Mundane git commit-tree tricks, Part 3: Building a throwaway commit in order to perform a combined cherry-pick-squash

Raymond Chen

Suppose you have a series of commits you want to cherry-pick and squash onto another branch.

The traditional way of doing this is to cherry-pick the series of commits with the -n option so that they all stack on top of each other, and then perform a big git commit when you’re done. However, this mechanism churns the local hard drive with copies of each of the intermediate commits, and if there are merge conflicts, you may end up having to resolve the conflict in the same block of code over and over again.

For example, suppose that you want to cherry-pick a series of commits that look like this:

base A B revert A B2 B3 C

Suppose you are cherry-picking it onto a branch which contains changes that conflict with A and B. The conflict may not be serious, but it could be tedious.

For example, maybe the target branch changed one line of code, and A changed the indentation of a large section of code that encompasses that one line. This results in a large merge conflict. It’s not hard to resolve, but it can be tedious verifying that the only change from A was indentation and therefore the correct merge is to take the one modified line from the target branch and fix its indentation.

And then the cherry-pick reverts A and you have to go through the same exercise.

Similarly, if B conflicts with a change in the target branch, you are going to have to deal with that conflict three times. Once when B is cherry-picked, and once again each for the follow-up commits.

What you want to do is squash all the commits together and then cherry-pick that one commit. That way, you have to deal with the conflicts only once. (Or, in the case of a conflict that was later reverted, you won’t have to deal with it at all!)

So let’s do that. Squash all the commits from A to C (inclusive) into a single commit:

git commit-tree C^{tree} -p A~ -m "squasheroo!"
(this prints a hash)

Note: If using the Windows CMD command prompt, you need to type

git commit-tree C^^{tree} -p A~ -m "squasheroo!"

for reasons discussed earlier.

The hash that got printed out is a dangling commit that is the squash of everything from A to C inclusive.

base A B revert A B2 B2 C
  A + B + revert A + B2 + B3 + C

Note that you don’t have to be checked out to the branch that contains the series of commits you want to cherry-pick. You are creating a commit with an explicit parent, so there’s no reference to HEAD and therefore no need to be on a particular branch. (And in practice, you are already checked out to the branch that you want to cherry-pick into.)

Now you can cherry-pick the dangling commit and deal with the conflicts only once.

git checkout target-branch [but you are probably there already]
git cherry-pick 〈that hash that was printed by git commit-tree〉

This is similar to git diff A~ C | git apply, but has the following advantages:

  • The git cherry-pick can take advantage of the full contents of the base version to help resolve the conflict.
  • The output of git diff may be problematic for binary content.
  • If there are any merge conflicts, the git apply will just throw away the conflicting chunks, rather than leaving merge markers in the output.
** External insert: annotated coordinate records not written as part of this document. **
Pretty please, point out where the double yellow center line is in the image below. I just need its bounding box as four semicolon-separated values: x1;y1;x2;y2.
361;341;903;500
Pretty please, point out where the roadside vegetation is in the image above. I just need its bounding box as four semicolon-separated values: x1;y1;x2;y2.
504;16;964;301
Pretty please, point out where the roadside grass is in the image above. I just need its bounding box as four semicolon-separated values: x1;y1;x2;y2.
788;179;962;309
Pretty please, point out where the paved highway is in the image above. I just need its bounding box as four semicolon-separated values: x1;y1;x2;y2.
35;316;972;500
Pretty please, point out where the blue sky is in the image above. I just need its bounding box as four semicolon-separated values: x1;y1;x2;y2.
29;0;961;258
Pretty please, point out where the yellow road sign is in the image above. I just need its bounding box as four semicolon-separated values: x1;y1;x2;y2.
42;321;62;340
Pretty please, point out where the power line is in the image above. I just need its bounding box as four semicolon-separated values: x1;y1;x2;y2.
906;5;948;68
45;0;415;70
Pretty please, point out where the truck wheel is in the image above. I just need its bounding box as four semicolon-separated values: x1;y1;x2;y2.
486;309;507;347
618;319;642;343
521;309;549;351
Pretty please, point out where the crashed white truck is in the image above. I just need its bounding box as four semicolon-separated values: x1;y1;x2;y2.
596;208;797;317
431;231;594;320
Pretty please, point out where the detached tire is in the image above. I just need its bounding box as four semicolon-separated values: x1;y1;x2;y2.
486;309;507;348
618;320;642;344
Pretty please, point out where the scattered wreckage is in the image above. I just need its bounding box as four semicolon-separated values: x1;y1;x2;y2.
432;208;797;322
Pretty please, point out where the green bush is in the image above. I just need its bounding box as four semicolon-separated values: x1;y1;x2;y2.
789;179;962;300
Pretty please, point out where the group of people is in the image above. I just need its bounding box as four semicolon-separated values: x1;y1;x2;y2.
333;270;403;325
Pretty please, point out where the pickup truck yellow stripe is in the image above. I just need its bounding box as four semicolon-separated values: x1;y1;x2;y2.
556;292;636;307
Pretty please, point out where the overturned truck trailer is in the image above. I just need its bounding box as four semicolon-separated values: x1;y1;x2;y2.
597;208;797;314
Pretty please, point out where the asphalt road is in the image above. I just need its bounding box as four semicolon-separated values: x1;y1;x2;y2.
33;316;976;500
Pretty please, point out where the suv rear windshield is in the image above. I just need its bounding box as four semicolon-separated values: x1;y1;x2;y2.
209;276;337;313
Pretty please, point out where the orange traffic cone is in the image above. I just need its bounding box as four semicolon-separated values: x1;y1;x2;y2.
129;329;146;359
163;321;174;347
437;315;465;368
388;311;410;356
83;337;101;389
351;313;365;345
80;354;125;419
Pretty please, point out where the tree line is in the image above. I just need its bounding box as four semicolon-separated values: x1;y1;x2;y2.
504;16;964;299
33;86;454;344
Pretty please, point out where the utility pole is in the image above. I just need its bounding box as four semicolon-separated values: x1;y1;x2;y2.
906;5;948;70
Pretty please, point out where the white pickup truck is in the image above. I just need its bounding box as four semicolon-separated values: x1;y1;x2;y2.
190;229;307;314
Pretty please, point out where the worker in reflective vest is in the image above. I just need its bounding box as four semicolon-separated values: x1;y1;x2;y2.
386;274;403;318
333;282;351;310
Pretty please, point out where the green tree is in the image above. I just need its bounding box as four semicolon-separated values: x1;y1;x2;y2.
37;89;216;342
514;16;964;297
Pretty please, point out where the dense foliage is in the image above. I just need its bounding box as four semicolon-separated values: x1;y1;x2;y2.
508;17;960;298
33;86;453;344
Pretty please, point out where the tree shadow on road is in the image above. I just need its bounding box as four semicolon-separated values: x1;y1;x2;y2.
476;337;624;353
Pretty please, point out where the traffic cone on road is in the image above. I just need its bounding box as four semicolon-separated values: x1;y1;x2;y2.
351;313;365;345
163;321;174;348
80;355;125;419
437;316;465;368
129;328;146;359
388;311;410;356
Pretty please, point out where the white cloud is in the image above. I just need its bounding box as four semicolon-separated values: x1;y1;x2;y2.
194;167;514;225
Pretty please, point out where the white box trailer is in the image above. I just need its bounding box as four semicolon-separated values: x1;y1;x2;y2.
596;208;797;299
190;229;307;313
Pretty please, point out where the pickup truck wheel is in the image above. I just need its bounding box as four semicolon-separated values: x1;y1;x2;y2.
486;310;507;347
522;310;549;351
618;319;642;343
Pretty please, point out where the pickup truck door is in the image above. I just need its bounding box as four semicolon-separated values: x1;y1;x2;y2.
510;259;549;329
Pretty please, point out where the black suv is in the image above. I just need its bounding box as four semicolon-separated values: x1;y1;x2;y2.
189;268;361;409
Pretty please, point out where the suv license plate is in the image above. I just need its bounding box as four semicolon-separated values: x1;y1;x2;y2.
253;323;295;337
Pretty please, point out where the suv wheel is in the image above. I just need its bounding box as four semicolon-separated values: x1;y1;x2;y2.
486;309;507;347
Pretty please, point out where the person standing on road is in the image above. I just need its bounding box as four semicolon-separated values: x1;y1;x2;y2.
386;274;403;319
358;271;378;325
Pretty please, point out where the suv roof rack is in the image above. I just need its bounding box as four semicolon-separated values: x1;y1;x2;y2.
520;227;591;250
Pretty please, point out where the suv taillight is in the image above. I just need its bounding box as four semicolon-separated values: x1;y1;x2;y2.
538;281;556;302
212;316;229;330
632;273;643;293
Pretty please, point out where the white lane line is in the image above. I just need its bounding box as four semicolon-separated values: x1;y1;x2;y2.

You’ll have to go dig into the patch to find the pieces that were not successfully applied and then try to merge them yourself.
  • The git cherry-pick keeps track of the conflicting files and will remind you of them when you do a git status.
  • You can use your regular merge conflict workflow (such as git mergetool) to resolve the conflicts.
  • If you decide that the merge conflicts are too nasty, you can abandon the git cherry-pick. A git apply cannot be abandoned.


Discussion is closed. Login to edit/delete existing comments.

  • Jose Pacheco 0

    Any reason why you don’t use the –squash option of git merge? This way you even get a collective commit message that can help you write the new squashed commit’s message.

    • Raymond ChenMicrosoft employee 0

      That would pick up all the other changes in the donor branch that came before A.

  • Alex Thiessen 0

    This way, you don’t get the messages of the commits being squashed into the resulting commit. So, it’s more like a fixup in `rebase` terms.
    For resolving repeating merge conflicts, there’s rerere, so that’s not a strong argument.
    So, for the first part, I would rather just rebase the donor branch to the base interactively, squashing all the commits (afterwords, reset the donor branch). Then, cherry-pick the new commit as you do.
    Another thing is that for me it’s easiest to work with a handful of porcelain commands and not bother with the plumbing ones. On the other hand, I handle with a hierarchy of subrepos under Linux. A mid-sized monorepo on Windows gives you plenty of time to go plumbing, I figure ;-).

  • Benjamin Lipman 0

    Hey, this one I’ve actually used. The other tricks in this series are beyond my paygrade.

  • Murray Colpman 0

    I’m a bit late here, but you can enable the fantastic rerere option of git (reuse recorded resolution). This will magically save the way you resolved the merge conflict, and reuse it automatically when it detects the same conflict in future.